L'étude a randomisé un total de 2.759 patients qui se sont présentés aux urgences avec une suspicion de lithiase rénale. Parmi eux, 908 ont bénéficié d'une échographie réalisée par le médecin des urgences, 893 d'une échographie réalisée par un radiologue et 958 d'un CT-scan.
Taux de complications comparable
Les résultats montrent que l'incidence des diagnostics de lithiases à haut risque qui se sont accompagnées de complications au cours des 30 premiers jours était faible (0.4%) et comparable, quelle que soit la méthode diagnostique utilisée. L'exposition aux rayonnements était, comme on pouvait s'y attendre, supérieure dans le groupe CT-scan.
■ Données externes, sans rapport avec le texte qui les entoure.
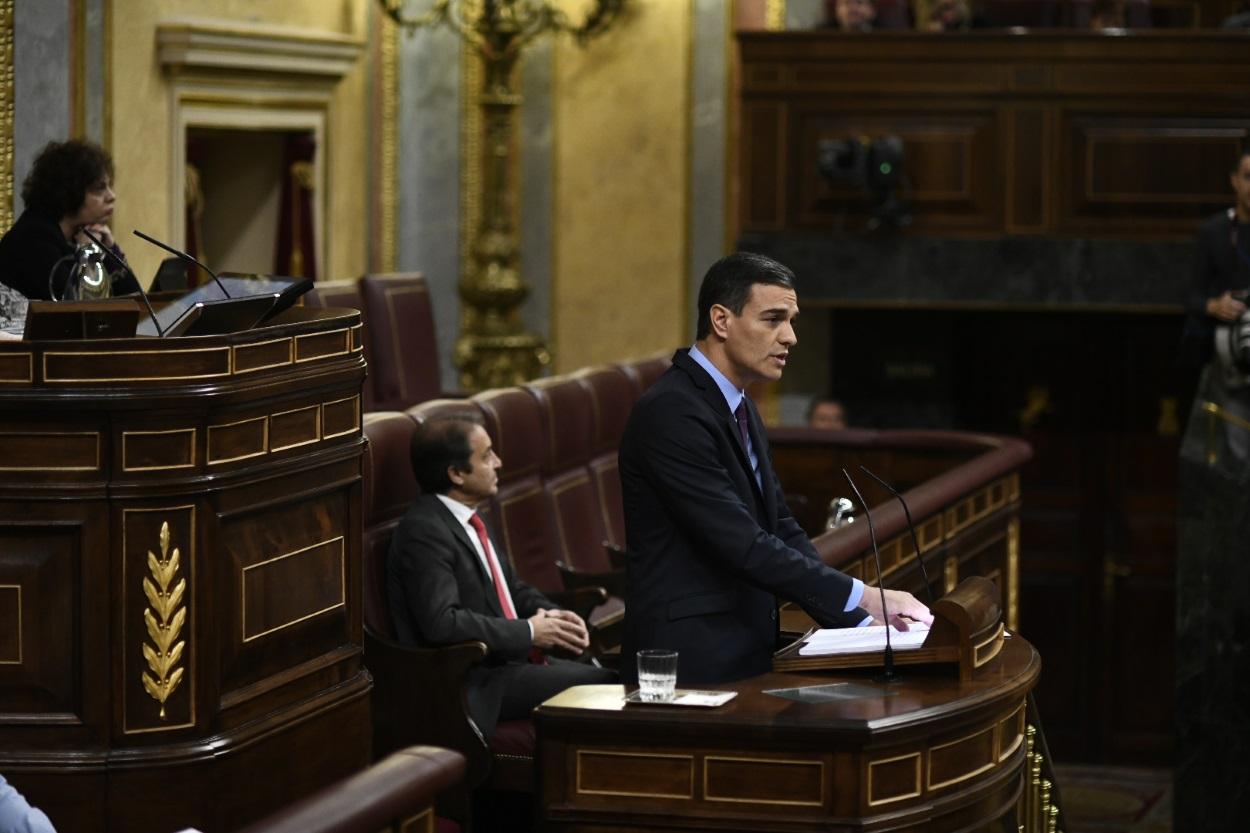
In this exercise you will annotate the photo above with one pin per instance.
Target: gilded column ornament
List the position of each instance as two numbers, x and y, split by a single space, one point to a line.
493 348
389 154
774 15
164 617
5 114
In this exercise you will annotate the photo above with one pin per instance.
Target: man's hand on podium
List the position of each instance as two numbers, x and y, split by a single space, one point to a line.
903 607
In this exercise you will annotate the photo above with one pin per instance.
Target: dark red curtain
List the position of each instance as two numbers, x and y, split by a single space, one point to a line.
296 245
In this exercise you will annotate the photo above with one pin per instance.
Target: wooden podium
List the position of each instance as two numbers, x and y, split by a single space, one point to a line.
180 623
936 751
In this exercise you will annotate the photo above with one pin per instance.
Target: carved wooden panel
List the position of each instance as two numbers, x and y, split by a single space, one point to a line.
1004 133
40 579
284 584
948 173
1146 168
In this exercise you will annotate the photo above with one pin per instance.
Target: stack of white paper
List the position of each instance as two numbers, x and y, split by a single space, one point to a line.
829 642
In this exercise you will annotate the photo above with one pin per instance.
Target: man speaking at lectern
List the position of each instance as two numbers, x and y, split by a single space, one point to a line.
711 542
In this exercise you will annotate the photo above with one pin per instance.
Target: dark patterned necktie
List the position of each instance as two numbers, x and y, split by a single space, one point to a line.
740 414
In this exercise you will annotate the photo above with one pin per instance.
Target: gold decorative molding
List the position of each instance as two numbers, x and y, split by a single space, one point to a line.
388 170
1013 583
774 15
200 44
6 124
164 618
888 799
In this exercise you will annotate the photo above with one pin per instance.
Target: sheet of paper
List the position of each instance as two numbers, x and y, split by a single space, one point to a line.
829 642
703 698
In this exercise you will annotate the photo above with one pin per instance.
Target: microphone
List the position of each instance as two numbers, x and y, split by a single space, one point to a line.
183 255
911 528
888 674
125 265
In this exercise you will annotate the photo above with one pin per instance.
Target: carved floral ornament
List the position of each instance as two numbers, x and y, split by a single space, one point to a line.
164 619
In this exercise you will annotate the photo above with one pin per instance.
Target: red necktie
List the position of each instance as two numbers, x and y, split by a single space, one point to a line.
496 575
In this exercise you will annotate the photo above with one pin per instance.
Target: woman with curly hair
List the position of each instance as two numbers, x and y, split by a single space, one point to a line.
69 189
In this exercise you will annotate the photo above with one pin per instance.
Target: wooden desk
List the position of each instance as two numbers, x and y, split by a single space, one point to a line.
936 754
180 633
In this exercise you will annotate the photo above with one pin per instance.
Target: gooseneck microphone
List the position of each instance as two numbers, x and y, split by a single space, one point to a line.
911 528
183 255
888 674
143 293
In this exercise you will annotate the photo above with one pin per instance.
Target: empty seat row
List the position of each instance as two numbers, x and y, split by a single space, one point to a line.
400 344
558 502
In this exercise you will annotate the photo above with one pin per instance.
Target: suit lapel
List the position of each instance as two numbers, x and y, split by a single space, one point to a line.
468 552
761 452
716 402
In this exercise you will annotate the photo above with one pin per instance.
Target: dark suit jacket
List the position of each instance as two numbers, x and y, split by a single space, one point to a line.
33 247
710 550
440 593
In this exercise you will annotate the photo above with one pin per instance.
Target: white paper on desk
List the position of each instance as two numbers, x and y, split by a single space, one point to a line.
830 642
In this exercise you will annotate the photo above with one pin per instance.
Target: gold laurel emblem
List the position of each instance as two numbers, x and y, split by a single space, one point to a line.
164 619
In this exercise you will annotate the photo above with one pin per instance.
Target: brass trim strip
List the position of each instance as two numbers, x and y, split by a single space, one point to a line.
126 435
916 793
30 357
19 661
55 468
1013 583
133 353
236 348
6 113
264 442
190 623
789 762
343 588
579 789
354 429
346 345
966 776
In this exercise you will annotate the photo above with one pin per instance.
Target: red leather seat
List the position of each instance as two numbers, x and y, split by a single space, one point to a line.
385 797
405 348
644 372
611 399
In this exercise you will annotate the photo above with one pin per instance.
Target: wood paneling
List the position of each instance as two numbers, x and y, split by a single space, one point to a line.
179 574
1071 133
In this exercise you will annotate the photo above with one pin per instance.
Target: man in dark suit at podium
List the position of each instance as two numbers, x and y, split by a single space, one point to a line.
711 540
448 582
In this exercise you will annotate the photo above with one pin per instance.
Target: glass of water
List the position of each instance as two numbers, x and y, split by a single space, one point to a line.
656 674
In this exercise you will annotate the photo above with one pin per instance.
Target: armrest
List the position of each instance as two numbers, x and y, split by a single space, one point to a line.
613 582
419 698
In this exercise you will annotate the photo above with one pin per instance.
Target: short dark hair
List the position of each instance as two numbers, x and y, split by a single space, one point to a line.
438 444
63 174
729 283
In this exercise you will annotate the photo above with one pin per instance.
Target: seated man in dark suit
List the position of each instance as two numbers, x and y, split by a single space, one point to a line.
448 582
711 543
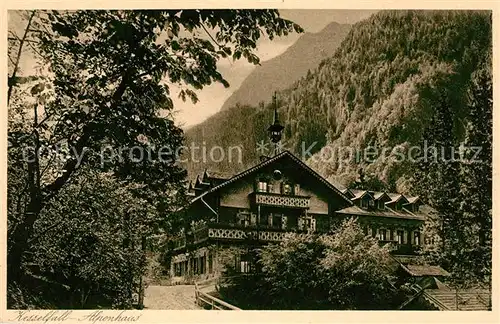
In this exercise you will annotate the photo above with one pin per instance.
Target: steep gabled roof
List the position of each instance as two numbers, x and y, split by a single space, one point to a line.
356 210
395 197
378 195
424 270
412 200
285 154
347 192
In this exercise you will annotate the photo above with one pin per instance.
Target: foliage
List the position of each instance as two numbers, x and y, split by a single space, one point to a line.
458 184
101 105
345 270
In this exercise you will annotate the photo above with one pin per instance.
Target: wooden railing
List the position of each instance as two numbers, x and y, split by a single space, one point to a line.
270 199
206 300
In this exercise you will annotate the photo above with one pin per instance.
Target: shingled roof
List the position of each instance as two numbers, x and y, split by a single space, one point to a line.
284 154
425 270
356 210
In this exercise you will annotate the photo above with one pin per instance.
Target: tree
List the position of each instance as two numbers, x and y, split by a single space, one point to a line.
108 76
457 183
345 270
476 174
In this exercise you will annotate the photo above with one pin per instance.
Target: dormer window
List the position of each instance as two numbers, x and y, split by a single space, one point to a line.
287 189
262 186
382 234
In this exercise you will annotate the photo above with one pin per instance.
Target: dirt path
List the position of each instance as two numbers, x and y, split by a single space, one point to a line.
170 297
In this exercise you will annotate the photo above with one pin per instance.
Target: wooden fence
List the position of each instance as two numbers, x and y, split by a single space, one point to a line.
207 301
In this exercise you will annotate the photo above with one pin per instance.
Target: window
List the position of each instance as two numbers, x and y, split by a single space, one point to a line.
382 234
399 236
244 266
276 220
210 263
416 238
287 189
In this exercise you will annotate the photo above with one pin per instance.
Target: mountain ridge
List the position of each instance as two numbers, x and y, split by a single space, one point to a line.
272 75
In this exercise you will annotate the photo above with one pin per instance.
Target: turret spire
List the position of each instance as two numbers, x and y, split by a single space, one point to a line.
276 128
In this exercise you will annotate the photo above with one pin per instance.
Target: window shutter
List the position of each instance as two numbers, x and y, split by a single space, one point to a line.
253 219
284 221
301 223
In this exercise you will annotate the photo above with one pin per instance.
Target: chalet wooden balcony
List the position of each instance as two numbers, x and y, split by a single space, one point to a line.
279 200
232 232
397 248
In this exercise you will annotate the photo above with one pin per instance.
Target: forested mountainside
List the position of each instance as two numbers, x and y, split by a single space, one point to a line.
379 89
282 71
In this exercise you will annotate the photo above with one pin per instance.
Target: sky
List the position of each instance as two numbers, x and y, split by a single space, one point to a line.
212 98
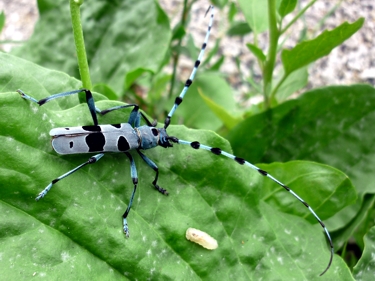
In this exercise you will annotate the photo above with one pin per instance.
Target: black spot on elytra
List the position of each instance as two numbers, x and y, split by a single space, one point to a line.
92 128
123 144
155 132
95 141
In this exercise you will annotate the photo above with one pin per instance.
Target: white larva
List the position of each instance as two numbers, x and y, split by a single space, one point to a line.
201 238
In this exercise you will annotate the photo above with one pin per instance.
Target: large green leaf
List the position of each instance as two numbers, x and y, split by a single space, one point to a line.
331 125
255 13
309 51
365 268
117 46
196 111
75 231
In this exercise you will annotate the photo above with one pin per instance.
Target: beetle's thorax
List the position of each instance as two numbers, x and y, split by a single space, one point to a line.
150 137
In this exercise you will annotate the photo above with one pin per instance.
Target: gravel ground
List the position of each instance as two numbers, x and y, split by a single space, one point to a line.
352 62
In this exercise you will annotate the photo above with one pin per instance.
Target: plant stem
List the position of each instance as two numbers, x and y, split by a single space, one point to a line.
272 51
176 55
80 46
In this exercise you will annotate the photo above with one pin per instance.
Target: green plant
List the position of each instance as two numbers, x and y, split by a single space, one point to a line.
262 231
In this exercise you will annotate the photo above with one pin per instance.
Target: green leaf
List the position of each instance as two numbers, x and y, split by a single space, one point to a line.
341 236
255 13
118 40
286 7
228 120
238 29
327 125
309 51
76 229
256 52
2 20
365 268
294 82
321 184
195 112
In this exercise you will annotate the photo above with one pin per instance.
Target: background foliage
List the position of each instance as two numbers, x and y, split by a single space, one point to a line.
262 231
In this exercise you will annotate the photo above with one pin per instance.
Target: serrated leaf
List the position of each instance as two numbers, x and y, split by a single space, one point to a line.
119 38
286 7
75 231
309 51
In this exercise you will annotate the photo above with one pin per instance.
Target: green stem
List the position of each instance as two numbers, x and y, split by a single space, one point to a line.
274 91
176 55
80 46
272 51
297 16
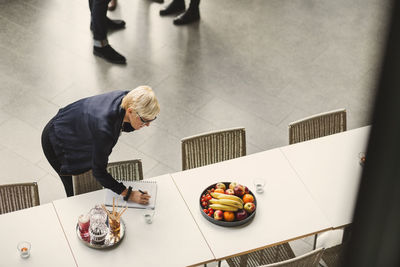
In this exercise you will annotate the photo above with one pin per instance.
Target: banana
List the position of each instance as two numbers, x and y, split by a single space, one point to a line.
228 202
226 196
222 207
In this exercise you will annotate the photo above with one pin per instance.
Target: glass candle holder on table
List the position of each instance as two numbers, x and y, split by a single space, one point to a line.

Des complications sérieuses ont été observées chez 12.4% des patients qui ont bénéficié d'une échographie aux urgences, chez 10.8% de ceux qui ont eu une échographie chez le radiologue et chez 11.2% de ceux diagnostiqués par CT-scan. Des différences non significatives.
Egalité à tous les niveaux cliniques
La douleur évaluée par les patients était également comparable dans tous les groupes étudiés, tout comme les taux de nouvelles consultations en urgence et d'hospitalisations. L'exactitude du diagnostic était également comparable pour toutes les méthodes utilisées.